This series of articles has taken a wander across the years of world cinema and highlighted some of the most popular and impressive films to be rented from Cinema Paradiso’s extensive list, and this particular article is quite special; addressing on the one hand one of the most critically acclaimed films of 2012 and on the other discussing a film that, until recently, had somewhat passed me by.

The year that saw the release of many other successful pieces including Tinker, Tailor, Soldier, Spy (2011), The Social Network (2010), Shame (2011) and the first The Hunger Games (2012) picture also marks the start of the second term of the first black American president Barrack Obama and the Royal announcement about Kate Middleton’s pregnancy. However, the two films chosen from this year could not be less regal or political, they are the multi-Oscar winning The Artist (2011) and the quieter yet still award winning Iranian film Nader and Simin: A Separation (2011).

Beginning with Asghar Farhadi’s Nader and Simin: A Separation, a film about a couple who, unable to reconcile their differing opinions over the future of their family, are forced to separate. This is not some melodramatic rom-com however, do not expect easily spotted and neatly tied up resolutions after ninety minutes of quaint but mundane humour; this is an exploration of characters, choices and consequences which will keep you absorbed throughout.

The particular subject that causes the separation of married couple Nader and Simin regards their daughter, Termeh; Simin wants to leave their home country of Iran so that her daughter may have access to a better life, without the political unrest and limited opportunities afforded to women in Iran. Her husband however wishes to stay in Iran and care for his aging father who suffers from Alzheimer’s. Simin returns to her parents’ house whilst the couple seek a divorce however a slow accumulation of events and the gentle revelation of various pieces of hidden information cause the already complex lines of empathy and identification to become more and more blurred, keeping the audience constantly intrigued and morally uncertain.

Words like intrigue and revelation suggest incorrectly that Nader and Simin: A Separation has mystery elements, this could not be further from the truth however; the nature of the film is far more akin to the way in which people experience events in reality, some information is withheld, without malice or cruel intent but rather simply because it may have seemed irrelevant or unimportant, the circumstances around the characters change only slightly and yet each one builds upon the previous to create huge and irreparable life events.

I hesitate to mention too much more about the narrative of this film without giving away the particulars, as such I will say only that what awaits the characters is not what they had expected and yet they are not massive events of drama that strike by surprise; there is something explicitly human about A Separation, this is largely because of the way in which the events unfold.
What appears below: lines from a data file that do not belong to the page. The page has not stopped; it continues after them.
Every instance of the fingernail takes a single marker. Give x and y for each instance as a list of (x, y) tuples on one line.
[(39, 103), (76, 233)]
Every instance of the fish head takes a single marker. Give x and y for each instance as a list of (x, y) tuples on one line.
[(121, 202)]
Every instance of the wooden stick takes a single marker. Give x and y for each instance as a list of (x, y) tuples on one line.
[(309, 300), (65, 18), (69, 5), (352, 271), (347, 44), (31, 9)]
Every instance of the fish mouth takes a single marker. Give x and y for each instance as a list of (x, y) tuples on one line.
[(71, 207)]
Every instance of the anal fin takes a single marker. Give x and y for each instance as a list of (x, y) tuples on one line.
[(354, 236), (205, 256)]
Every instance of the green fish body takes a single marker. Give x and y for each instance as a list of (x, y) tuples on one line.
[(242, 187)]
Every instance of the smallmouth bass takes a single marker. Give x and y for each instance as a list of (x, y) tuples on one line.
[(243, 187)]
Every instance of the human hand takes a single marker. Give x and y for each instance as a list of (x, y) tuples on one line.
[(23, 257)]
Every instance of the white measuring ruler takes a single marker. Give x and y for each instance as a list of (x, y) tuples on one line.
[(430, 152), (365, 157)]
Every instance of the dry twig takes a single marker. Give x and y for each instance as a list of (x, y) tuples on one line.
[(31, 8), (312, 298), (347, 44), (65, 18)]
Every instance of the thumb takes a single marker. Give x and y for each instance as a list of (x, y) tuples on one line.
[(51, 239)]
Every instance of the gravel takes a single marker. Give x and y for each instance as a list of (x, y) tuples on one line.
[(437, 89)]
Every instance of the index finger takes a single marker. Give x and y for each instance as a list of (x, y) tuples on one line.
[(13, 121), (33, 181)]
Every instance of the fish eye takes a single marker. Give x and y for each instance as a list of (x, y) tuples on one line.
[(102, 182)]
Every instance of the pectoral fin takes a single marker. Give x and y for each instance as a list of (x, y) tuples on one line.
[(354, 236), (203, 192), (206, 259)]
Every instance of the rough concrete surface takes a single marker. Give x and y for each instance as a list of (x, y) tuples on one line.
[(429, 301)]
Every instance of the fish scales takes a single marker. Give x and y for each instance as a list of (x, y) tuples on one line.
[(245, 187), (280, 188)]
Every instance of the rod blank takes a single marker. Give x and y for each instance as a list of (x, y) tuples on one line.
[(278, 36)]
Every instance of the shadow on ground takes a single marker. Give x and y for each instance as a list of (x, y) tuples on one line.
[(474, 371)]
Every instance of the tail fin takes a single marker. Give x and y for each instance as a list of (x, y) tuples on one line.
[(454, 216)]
What also adds to this specific tone of humanity are the performances, most notably from those of Peyman Moaadi and Leila Hatami who play Nader and Simin respectively; both of whom help to create believable and understandable characters. Yet it is not even this that makes Nader and Simin: A Separation so interesting, it is the broadness of the subjects addressed, the oppressive nature of the Iranian culture, the black and white authority of their legal system, the expectations and behaviour of their people, all of which contrast so starkly with those of the Western world. The way in which Asghar Farhadi, who also wrote the screenplay, explores these notions without drawing attention away from the individual human aspect of the film is an impressive feat. The microcosmic world of Nader and Simin is but one representation of a world most unlike the one most of us experience every day and yet in many ways there is a great deal of familiarity about it. With so many layers to a single film it is no wonder that the runtime exceeds two hours, yet the intricacies and personality of such a piece keep anyone from taking their eyes from the screen long enough to even glance at their watch.
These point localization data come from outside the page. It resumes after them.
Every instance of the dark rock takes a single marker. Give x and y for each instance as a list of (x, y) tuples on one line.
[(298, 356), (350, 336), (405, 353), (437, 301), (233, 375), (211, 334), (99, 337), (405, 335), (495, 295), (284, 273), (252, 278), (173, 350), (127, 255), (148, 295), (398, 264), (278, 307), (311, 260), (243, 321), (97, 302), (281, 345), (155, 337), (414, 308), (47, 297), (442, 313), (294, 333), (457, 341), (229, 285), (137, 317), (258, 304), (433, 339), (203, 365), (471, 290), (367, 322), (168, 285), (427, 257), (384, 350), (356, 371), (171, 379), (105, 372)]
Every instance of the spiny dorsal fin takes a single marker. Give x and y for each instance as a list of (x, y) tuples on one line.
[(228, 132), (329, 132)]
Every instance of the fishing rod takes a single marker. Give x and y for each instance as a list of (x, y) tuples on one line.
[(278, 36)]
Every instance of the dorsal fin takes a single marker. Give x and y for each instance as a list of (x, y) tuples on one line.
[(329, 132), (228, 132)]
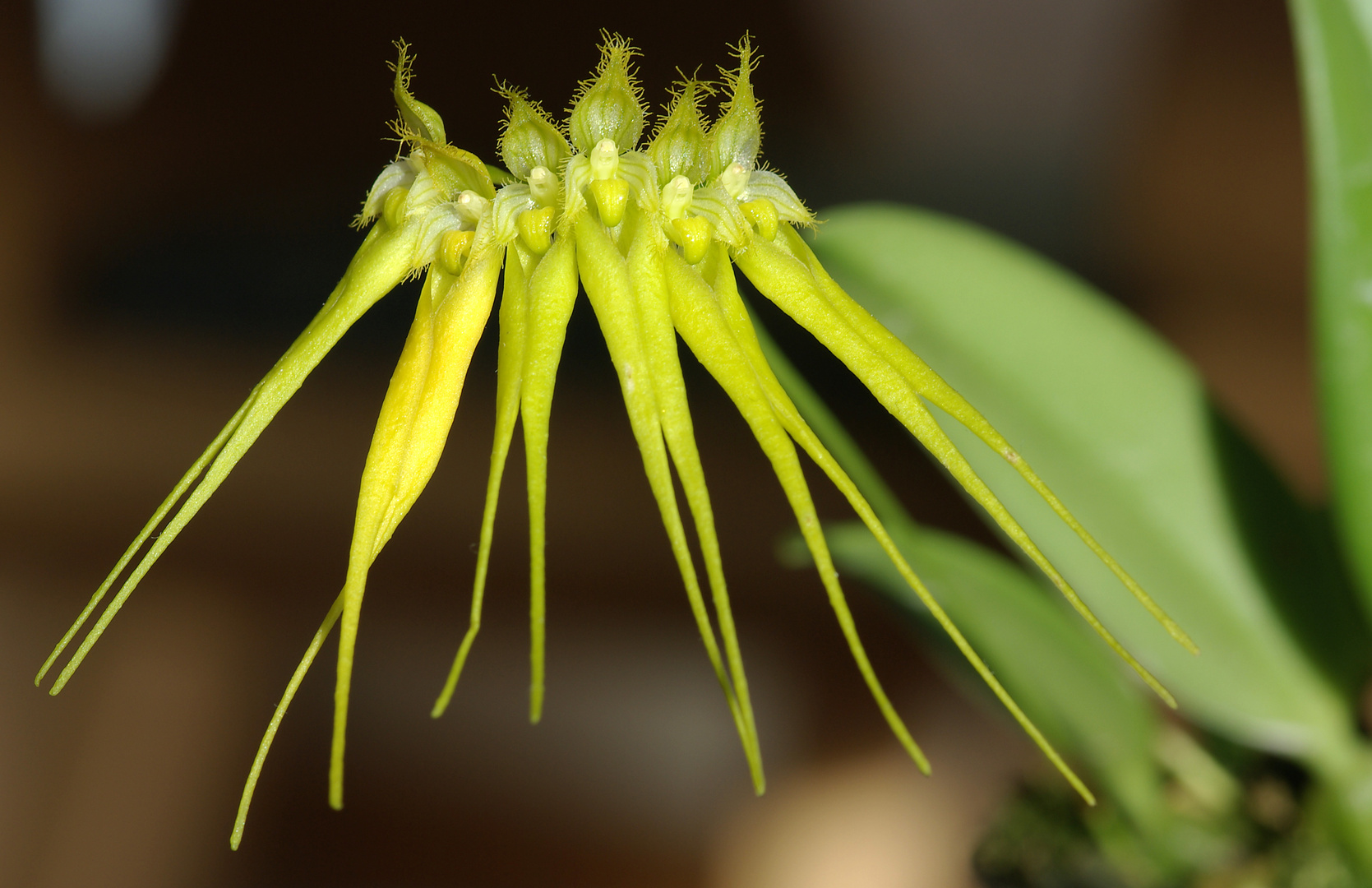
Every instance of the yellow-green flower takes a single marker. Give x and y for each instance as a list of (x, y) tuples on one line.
[(654, 236)]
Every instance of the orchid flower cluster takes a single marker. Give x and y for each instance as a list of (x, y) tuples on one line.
[(654, 234)]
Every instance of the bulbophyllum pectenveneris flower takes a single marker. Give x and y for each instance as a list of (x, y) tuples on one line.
[(654, 236)]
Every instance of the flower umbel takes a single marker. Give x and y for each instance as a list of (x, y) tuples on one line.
[(654, 236)]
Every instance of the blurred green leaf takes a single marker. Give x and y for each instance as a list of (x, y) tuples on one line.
[(1335, 51), (1120, 426)]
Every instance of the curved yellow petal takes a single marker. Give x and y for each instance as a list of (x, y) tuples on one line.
[(510, 365), (410, 432), (379, 265)]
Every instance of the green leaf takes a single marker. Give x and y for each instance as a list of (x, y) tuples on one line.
[(1335, 49), (1120, 427), (1065, 678)]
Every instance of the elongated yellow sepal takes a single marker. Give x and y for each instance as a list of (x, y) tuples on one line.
[(612, 294), (410, 432)]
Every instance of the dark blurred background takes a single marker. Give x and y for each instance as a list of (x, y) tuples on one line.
[(180, 178)]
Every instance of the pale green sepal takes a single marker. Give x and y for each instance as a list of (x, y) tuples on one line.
[(609, 289), (260, 759), (638, 170), (1335, 53), (700, 323), (648, 250), (609, 104), (414, 116), (530, 137), (552, 297), (788, 282), (737, 136)]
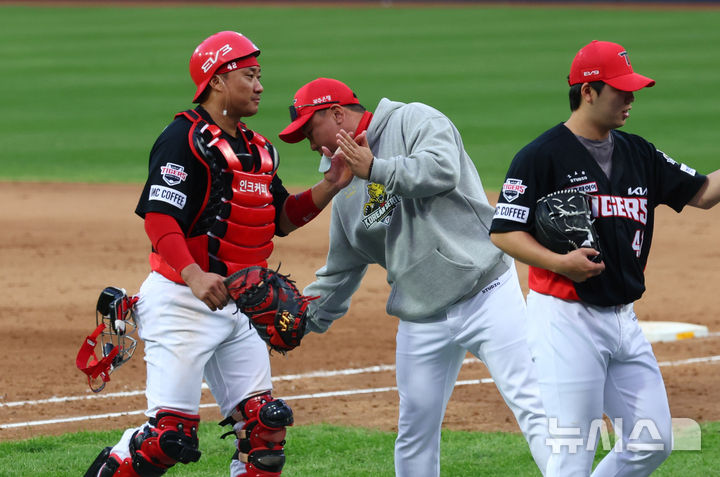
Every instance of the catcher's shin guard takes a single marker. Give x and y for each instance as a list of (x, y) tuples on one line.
[(261, 436), (168, 438)]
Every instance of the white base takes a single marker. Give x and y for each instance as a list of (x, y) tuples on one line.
[(656, 331)]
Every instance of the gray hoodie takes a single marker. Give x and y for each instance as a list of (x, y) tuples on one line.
[(423, 216)]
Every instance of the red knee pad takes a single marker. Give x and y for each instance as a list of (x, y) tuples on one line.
[(169, 438)]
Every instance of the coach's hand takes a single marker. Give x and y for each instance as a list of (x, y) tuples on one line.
[(358, 155)]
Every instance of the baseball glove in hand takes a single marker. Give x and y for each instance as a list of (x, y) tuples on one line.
[(272, 302), (563, 222)]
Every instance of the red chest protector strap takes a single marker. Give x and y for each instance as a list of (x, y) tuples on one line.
[(198, 246)]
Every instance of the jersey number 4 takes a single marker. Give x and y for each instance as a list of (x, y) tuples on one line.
[(637, 242)]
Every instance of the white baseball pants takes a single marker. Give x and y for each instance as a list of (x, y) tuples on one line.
[(592, 360), (184, 342), (491, 325)]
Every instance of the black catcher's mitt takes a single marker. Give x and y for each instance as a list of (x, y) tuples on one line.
[(563, 222), (273, 303)]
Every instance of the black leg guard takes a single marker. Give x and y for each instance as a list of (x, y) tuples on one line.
[(262, 437)]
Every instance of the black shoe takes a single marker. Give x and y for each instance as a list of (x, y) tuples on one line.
[(98, 463)]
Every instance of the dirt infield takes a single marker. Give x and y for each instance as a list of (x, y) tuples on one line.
[(61, 244)]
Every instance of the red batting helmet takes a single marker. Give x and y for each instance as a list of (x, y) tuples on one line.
[(215, 51)]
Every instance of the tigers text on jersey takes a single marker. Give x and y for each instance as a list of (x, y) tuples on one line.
[(642, 178)]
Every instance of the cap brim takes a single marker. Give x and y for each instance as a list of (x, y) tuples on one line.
[(631, 82), (292, 133)]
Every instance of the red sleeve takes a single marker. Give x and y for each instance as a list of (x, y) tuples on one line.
[(168, 240)]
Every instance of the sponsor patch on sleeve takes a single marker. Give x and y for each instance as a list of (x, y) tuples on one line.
[(516, 213), (512, 189), (687, 169), (166, 194)]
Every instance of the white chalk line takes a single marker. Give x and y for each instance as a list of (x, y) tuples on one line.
[(371, 369), (202, 406)]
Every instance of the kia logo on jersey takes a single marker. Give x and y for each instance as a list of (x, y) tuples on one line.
[(173, 174), (512, 189)]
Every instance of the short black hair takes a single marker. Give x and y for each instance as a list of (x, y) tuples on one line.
[(574, 93)]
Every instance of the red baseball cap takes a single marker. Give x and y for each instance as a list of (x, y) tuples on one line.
[(608, 62), (314, 96)]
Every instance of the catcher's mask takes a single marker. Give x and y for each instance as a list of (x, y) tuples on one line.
[(115, 319)]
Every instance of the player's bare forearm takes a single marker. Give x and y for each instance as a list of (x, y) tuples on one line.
[(709, 194), (207, 287), (522, 246)]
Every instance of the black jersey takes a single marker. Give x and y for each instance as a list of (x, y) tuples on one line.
[(178, 182), (642, 178)]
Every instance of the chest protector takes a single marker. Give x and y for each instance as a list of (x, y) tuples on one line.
[(235, 225)]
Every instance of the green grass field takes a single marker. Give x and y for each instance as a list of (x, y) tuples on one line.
[(87, 90), (332, 451)]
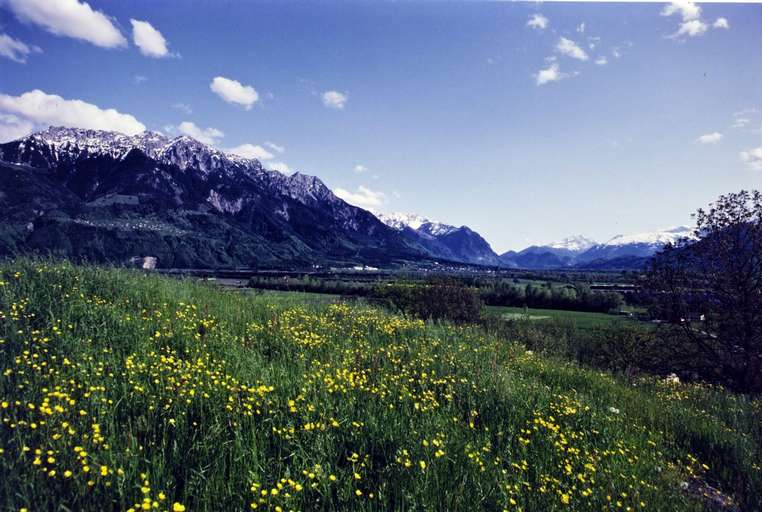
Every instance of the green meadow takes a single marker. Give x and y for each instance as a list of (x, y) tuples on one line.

The second film discussed in this article is the beautiful black and white French piece The Artist, winner of five Oscars, including Best Picture, Best Actor and Best Directing the film tells the story of a silent film star who falls in love with a dancer on the eve of the advent of talking pictures. Though to many this may sound like a revamp of Singin' in the Rain (1952) The Artist is a strikingly different film; more beautiful, more unusual and more romantic than its musical predecessor.

Now don’t get me wrong Singin' in the Rain is one of my absolute favourite films, however The Artist offers audiences something quite unlike what is on offer in the Gene Kelly classic. The most impressive aspect of The Artist is the way in which it tells its story without the use of words, a formula that has gone very much out of fashion since Jazz Singer (1927) was so successful back in 1927, yet The Artist reminds audiences of how effective such narrative devices can be. Without words, The Artist paints a stunning and magical picture of two lovers embroiled, as lovers so often are, in an idealistic love affair at what can only be described as an inopportune time.
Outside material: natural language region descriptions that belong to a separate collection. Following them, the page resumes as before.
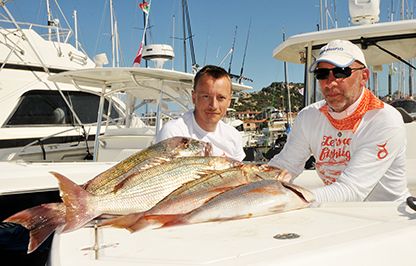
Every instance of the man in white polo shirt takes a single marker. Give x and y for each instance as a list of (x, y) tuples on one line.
[(211, 96), (357, 140)]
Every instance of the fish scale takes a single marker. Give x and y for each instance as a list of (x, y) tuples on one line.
[(142, 191), (165, 150)]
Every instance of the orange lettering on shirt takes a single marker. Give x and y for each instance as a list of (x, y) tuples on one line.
[(382, 151)]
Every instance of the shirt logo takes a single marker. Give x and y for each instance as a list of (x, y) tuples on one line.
[(382, 151)]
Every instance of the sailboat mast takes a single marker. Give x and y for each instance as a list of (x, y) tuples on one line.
[(184, 36), (48, 11), (245, 53), (232, 51), (191, 41), (113, 42), (289, 104)]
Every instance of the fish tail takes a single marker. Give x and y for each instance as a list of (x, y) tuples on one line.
[(41, 221), (76, 200), (124, 221)]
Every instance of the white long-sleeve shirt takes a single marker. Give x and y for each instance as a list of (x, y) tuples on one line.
[(225, 140), (367, 164)]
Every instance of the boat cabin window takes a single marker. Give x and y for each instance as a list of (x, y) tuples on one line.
[(39, 107)]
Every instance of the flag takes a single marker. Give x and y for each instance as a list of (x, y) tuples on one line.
[(139, 54), (145, 6)]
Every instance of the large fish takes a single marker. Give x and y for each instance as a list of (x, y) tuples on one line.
[(137, 192), (44, 219), (195, 193), (250, 200)]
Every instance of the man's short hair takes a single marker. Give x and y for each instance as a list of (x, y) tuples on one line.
[(215, 72)]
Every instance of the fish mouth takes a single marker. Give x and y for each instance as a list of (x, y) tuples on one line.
[(297, 192)]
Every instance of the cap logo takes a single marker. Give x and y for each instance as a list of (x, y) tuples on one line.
[(331, 49)]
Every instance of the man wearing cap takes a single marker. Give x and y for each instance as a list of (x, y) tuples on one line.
[(358, 141)]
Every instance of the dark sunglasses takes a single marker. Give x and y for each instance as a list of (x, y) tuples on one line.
[(338, 72)]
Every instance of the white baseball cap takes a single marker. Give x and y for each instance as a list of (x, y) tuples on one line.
[(340, 53)]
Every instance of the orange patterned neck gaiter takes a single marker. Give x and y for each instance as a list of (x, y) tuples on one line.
[(351, 122)]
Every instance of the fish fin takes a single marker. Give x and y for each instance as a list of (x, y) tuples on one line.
[(172, 220), (75, 199), (41, 221), (124, 221), (152, 162), (164, 220)]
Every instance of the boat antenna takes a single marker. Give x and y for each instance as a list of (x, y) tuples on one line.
[(232, 50), (245, 53)]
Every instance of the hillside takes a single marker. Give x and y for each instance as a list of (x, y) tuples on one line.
[(274, 95)]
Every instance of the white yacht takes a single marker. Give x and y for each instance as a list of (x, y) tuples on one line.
[(39, 119), (353, 233)]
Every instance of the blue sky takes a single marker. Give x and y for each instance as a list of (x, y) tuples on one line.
[(213, 26)]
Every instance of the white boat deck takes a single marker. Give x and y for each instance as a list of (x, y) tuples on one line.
[(370, 233)]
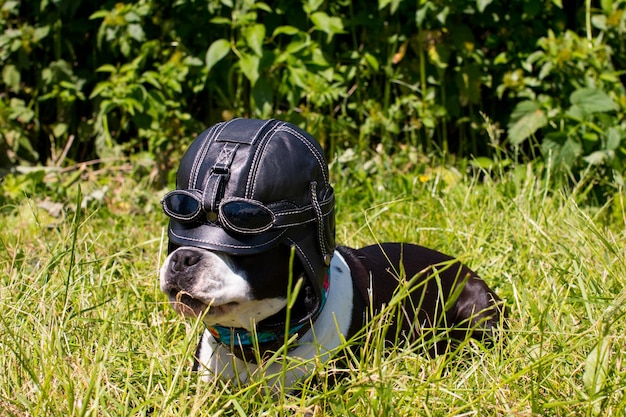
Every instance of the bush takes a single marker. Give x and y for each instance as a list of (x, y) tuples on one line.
[(82, 80)]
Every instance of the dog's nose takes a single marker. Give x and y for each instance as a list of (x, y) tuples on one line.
[(183, 259)]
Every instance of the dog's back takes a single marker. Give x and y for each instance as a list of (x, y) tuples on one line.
[(435, 294)]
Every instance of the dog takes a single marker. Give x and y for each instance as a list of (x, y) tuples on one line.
[(252, 253)]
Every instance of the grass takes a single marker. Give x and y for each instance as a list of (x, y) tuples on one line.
[(84, 329)]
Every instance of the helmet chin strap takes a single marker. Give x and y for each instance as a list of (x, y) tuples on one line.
[(246, 345)]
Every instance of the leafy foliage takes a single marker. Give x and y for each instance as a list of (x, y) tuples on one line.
[(84, 80)]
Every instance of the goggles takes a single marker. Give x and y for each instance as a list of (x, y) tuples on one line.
[(240, 215)]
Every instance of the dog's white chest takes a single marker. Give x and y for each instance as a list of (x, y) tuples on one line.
[(314, 348)]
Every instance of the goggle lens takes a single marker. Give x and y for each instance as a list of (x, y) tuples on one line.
[(181, 206), (246, 216), (243, 216)]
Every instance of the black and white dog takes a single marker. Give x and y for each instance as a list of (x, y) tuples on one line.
[(252, 226)]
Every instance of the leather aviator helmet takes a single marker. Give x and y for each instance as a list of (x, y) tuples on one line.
[(245, 186)]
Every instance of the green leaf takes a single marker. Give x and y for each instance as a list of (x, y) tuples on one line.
[(613, 138), (312, 5), (286, 30), (329, 25), (607, 6), (40, 33), (481, 5), (592, 100), (250, 67), (596, 158), (218, 50), (107, 68), (596, 367), (526, 119), (135, 31), (11, 76), (254, 36)]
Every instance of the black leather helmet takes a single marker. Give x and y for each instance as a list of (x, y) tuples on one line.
[(247, 185)]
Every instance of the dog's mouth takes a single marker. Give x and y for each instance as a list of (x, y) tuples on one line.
[(185, 304)]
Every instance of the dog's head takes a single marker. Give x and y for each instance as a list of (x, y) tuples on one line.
[(248, 193)]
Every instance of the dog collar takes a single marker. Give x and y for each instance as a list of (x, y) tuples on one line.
[(241, 342)]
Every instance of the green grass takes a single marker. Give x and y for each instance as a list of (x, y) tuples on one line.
[(84, 329)]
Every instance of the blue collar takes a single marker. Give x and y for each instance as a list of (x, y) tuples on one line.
[(240, 337)]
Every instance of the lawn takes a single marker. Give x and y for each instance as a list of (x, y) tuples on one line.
[(84, 329)]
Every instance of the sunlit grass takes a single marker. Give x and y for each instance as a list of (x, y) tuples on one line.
[(84, 329)]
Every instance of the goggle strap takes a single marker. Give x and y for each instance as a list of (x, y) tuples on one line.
[(320, 220), (216, 182)]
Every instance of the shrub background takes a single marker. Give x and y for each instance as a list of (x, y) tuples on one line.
[(82, 80)]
The performances by leads Jean Dujardin and Bérénice Bejo are what bring this film to life, whilst the themes presented by writer and director Michel Hazanavicius – namely the juxtaposition of old and new – are both timely as well as stylistically well developed. As a film that chose to be different from much of the fare normally offered up for audience consumption The Artist is a great exemplar of what the truly talented and imaginative can do, whilst if nothing else it ought to be applauded for introducing silent cinema to a new generation who until now may never have experienced the wonder of Charles Chaplin and his ilk.